LinDA (MicrobiomeStat 1.2)
As in MaAsLin2, profiles were first transformed to proportions (out of 1), and the ‘linda’ tool was used with ‘feature.dat.type = proportion’ and a prevalence filter of 0.1. By default, P-values were corrected with the Benjamini–Hochberg procedure. For comparison of time points and sample type, sample ID was included as a random effect. The effect of diabetes status was analysed with and without the inclusion of BMI as a fixed effect.
ZicoSeq (GUniFrac 1.8)
As in MaAsLin2, profiles were first transformed to proportions (out of 1). The ‘ZicoSeq’ tool was used with ‘feature.dat.type = ‘proportion’’ and ‘prev.filter = 0.1’. As outlined in the ZicoSeq vignette for proportional data, a square root transformation was applied [48]. All other parameters were left as default.

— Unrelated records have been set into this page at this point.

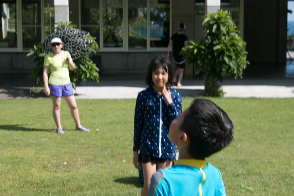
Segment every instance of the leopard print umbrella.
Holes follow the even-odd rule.
[[[60,28],[50,34],[44,40],[45,51],[48,54],[53,50],[50,42],[54,38],[59,38],[63,43],[62,50],[69,52],[73,60],[91,53],[89,33],[72,27]]]

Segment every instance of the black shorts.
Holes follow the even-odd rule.
[[[180,62],[175,62],[175,64],[179,68],[185,69],[186,68],[186,62],[182,61]]]
[[[146,163],[149,162],[152,162],[153,163],[164,163],[166,161],[166,160],[170,159],[171,161],[172,160],[170,158],[156,158],[152,156],[150,156],[146,154],[140,154],[139,155],[139,161],[142,161],[143,163]]]

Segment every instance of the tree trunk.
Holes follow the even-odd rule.
[[[204,90],[207,96],[219,97],[220,96],[218,81],[216,78],[207,76],[207,73],[204,76]]]

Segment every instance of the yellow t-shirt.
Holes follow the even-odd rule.
[[[69,55],[70,60],[71,60],[71,57],[67,51],[61,52],[62,59],[55,57],[53,53],[46,54],[44,59],[44,65],[49,67],[50,69],[48,82],[51,84],[66,85],[70,82],[66,57]]]

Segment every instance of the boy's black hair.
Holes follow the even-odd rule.
[[[152,81],[152,73],[160,67],[162,68],[169,75],[168,79],[166,83],[167,88],[169,88],[173,84],[173,68],[170,59],[163,56],[156,57],[151,61],[148,68],[145,83],[150,87],[154,84]]]
[[[188,152],[194,158],[204,159],[233,139],[233,123],[212,102],[196,99],[189,110],[180,128],[189,138]]]

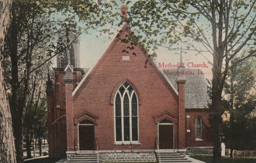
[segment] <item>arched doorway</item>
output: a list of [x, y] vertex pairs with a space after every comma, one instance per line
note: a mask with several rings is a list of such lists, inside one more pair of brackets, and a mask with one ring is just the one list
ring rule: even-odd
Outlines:
[[174, 149], [174, 125], [165, 119], [158, 123], [159, 149]]
[[94, 123], [88, 119], [78, 124], [79, 150], [95, 150]]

For analysis of diabetes status with adjustment for BMI, ‘adj.name’ was set to BMI. For analysis of time point and sample type, ‘strata’ was set to sample ID.
Effect of input type
To determine the effect of the input format (approximate counts vs proportions), MaAsLin2, LinDA and ZicoSeq were also run with approximate counts and pathways as RPK as input with adjusted settings to allow for this. For count input, MaAsLin2 was run with a CLR transformation, LinDA was run with ‘feature.dat.type = count’ and ‘zero.handling = imputation’ and ZicoSeq was run with ‘feature.dat.type = count’; square root transformation was applied as in the ZicoSeq vignette for counts, and posterior sampling was enabled to account for differences in sequencing depth [48].
For brevity, the use of proportion data for MaAsLin2, LinDA and ZicoSeq will be referred to as method 1, whilst the use of count data will be referred to as method 2.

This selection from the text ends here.